"L'image est dans la phrase, et elle est aussi au-dehors, si bien que la phrase n'est qu'un chemin ouvert dans sa direction. Et moi qui couvre de mots ce que je vois, je sens très bien à la façon dont ma main court sur la page qu'elle ne court pas vers le langage mais vers un besoin de voir. Dans les moments où je n'écris pas, je ne vois plus rien. L'écriture me fournit une image du monde, et elle construit l'espace dans lequel je vis. D'où une confusion entre l'espace où je vis et celui qui me désigne mon écriture. Ce n'est pas une fiction ; je suis réellement dans un lieu que le signe dessine en même temps qu'il lui donne sens. Au fur et à mesure que j'écris, les mots sont sur mes yeux, sur mon corps: j'ai le corps entièrement tatoué de dessins, de paraphes, et il me semble alors habiter un corps et un lieu qu'on peut lire : ils ne sont pas forcément compréhensibles, mais ils sont lisibles. Entreprendre un roman, c'est donner libre cours à l'avidité, à la famine active du regard; c'est comme si, vivant dans une cécité perpétuelle, la volonté d'écrire me rendait la vue parce qu'elle donne de la présence à une image à partir de laquelle la vision commence et se développe. Au début, j'ai l'impression d'essayer de lire les vocables des choses en même temps que je les vois, et il me semble entrer dans un lei où le langage va pouvoir se souder à l'image. Il y a quelque chose de siamois entre l'oeil et la parole. Et cette sensation d'oeil soudé à la langue fait que je n'ai pas le sentiment d'écrire. Comme je n'ai pas le moyen de projeter dans l'espace visible les images que j'ai en représentation, le langage me sert à pallier ce manque : c'est une poche à images, avec ce que cela suppose de clos; c'est un sac cousu dans lequel les images sont en gestation...

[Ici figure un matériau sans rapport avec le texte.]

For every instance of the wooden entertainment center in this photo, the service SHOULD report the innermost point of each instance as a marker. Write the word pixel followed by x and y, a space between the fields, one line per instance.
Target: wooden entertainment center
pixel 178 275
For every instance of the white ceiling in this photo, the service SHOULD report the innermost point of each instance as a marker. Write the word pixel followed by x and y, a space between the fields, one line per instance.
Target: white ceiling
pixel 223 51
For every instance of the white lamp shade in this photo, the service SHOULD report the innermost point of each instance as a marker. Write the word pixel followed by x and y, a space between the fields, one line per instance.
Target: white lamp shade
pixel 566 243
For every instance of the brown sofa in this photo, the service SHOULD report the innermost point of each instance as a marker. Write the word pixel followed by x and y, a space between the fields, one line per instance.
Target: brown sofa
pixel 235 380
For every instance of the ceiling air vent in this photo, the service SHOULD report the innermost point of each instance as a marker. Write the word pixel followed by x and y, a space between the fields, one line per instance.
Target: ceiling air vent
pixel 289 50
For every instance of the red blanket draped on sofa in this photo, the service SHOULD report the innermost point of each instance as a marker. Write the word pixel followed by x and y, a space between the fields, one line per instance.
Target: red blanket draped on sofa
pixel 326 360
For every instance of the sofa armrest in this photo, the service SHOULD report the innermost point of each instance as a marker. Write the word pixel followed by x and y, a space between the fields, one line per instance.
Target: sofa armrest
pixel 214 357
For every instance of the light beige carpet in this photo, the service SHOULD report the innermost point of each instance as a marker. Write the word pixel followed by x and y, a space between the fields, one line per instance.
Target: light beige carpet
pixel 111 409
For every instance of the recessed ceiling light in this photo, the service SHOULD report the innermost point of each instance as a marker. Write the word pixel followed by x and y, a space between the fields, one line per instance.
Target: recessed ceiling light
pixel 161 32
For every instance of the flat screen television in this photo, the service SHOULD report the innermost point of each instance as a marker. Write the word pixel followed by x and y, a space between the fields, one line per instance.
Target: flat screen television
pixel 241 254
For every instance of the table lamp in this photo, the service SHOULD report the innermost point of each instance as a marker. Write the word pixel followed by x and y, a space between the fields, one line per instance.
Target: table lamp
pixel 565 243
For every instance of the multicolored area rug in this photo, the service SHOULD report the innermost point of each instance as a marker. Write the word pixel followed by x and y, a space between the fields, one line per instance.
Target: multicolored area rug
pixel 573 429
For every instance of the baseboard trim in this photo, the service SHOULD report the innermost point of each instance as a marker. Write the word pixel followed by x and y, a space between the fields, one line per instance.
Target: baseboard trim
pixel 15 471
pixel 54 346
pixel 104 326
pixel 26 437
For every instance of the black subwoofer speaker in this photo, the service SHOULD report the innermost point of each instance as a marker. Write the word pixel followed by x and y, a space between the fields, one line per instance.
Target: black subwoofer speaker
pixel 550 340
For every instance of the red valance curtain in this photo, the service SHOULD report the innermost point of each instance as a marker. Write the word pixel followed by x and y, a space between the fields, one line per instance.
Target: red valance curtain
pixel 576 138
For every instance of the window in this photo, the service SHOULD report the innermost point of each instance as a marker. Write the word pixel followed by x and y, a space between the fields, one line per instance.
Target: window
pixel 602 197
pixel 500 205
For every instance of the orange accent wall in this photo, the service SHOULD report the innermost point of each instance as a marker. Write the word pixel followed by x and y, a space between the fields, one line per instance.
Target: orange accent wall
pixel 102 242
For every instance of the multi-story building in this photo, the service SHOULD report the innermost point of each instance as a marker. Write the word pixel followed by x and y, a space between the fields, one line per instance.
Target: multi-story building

-Céf, dit doucement la jeune femme rousse, tu n'es pas en train d'écrire mais de nous parler.
-Quand je parle, je ne vois que le visible. je suis entrainé dans une lecture où chaque forme devient la partie mobile d'un récit, qui se déclenche. je n'ai jamais pu regarder sans qu'un récit ne débute aussitôt. On dirait que le langage se tient autour de chaque image, prêt à me la mettre dans la tête: il suffit que je la regarde et il entre en action. Quand j'écris, l'image n'est pas forcément une représentation, une figuration; parfois une musique à la même fonction : elle fait marcher la pensée d'une façon qui lui est étrangère. L'image qui précède le texte détourne la pensée de son travail habituel, qui est d'analyser, de comprendre; elle fait sauter toutes les structures selon lesquelles j'ai appris à penser aussi bien qu'à regarder, et c'est pourquoi il y a une transformation réelle de l'espace. je marche beaucoup mieux dans mes livres que dans la réalité. Ecrire désagrège l'espace auquel la culture m'a habitué; c'est une autre façon de voir, non pas en allant vers la chose, mais en laissant la chose m'envahir et contaminer tout le corps. Quand j'écris je ne sais si je suis ce que j'écris, ou l'inverse."